Inspired by maternal love

Growing up, Ong’s father ran a kway chap hawker stall, until he became ill. After Ong’s father passed away, his mother took on three jobs to support the family. Ong credits his mother for making him who he is today and imparting good values onto him. These values became the foundation upon which Ong built his career in the restaurant industry.

At Choon Hoy Palor, Singapore Soul Food takes pride of place. There are familiar local dishes that evoke nostalgia among the older crowd. Some dishes have contemporary spins and fun touches that appeal to the younger generation.

Several of the restaurant’s signature dishes are recipes tied to the chefs’ families, such as the Braised Duck Served In Tau Kwa Pau Style ($69), which was usually made by Ong’s mother for family gatherings and celebrations. Those from Teochew families will be quite familiar with braised duck, coupled with tau kwa pau (dried beancurd puffs).

A table full of Choon Hoy Parlor’s dishes, including their fried laksa and Hainanese kampong chicken (Image: Choon Hoy Parlor)

The puffs are stuffed with a mix of fried fish cake, cucumber, braised egg, and fried yam. Tau kwa paus used to be a popular hawker dish, but are now not a common sight. By featuring it with the braised duck, Choon Hoy Palor hopes to preserve this rapidly disappearing dish.

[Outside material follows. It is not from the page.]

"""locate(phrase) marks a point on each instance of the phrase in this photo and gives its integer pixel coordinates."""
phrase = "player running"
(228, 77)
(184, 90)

This isn’t the only recipe that the restaurant is trying to bring back; another of the restaurant’s signature dishes is the Pork Leg Trotter Jelly ($8.90), which Ong’s father used to make with the spare or leftover meat from his kway chap stall. The restaurant offers a different version made from the hind trotter meat, skin, and pig ears.

Updated to the modern day

Aside from heritage hawker dishes, Choon Hoy Palor is also bringing new versions of old dishes to the table, such as Rojak, Our Own Way, by chef-partner Benji Chew — a modern recreation of fruit salad tossed in prawn paste. Chew specifically chose rojak as an ode to her parents, who sell rojak back in her hometown of Ipoh. While the core ingredients of rojak are retained, Chew has made the rojak sauce into an ice cream.

Rojak, Our Own Way, by Chef Benji Chew (Image: Choon Hoy Parlor)

Snapshot of the past

The interesting new way of presenting rojak speaks to another mission of the restaurant: bridging the gap between generations. Updating traditional dishes in novel ways is one way, and another is interior design of the restaurant.

Choon Hoy Palor is made up to resemble a retro restaurant, furnished with foldable chrome-framed chairs, faux-leather upholstered benches, and laminate-top tables. These furnishings are arranged casually, together with a slew of old paraphernalia from the past, including posters from the sixties, neon signs, and a kopitiam mirror with red Chinese characters.

Together with the Mandarin and dialect music in the air, this restaurant evokes a warm ambiance akin to a family home, where guests can step in and find themselves transported to Singapore of the past — albeit with all the modern conveniences of 2024.